İşe başlamama 3-4 gün kala ise, artık geceleri saat başı kalkmaya ve sadece meme istemeye başladı. Uyku olayımız sıfırlandı yani. Sadece benim için değil onun büyümesi için de çok önemli olan gece derin uykuları yok oldu bir anda.

Ve ben kara kara meme kesme olayını nasıl yapacağımı planlamaya başladım. İlk planım azaltarak yapmayı deneyeyim oldu.
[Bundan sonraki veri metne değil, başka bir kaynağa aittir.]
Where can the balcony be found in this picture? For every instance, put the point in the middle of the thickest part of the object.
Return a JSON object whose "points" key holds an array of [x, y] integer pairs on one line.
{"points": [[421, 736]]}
Gündüzlerini tamamen kaldıralım, sadece gece uykuya geçerken emsin ve gece kalktığında da su içsin. Ama o iş öyle olmadı. Gündüz tam bir işkenceye dönüştü. Ben yoksam ortada iyi hoş ama varsam kaçış yok. Gece de zaten bir saat sonra nasıl olsa kalkıp meme emeceğim düşüncesiyle uykuya geçmeye başladı.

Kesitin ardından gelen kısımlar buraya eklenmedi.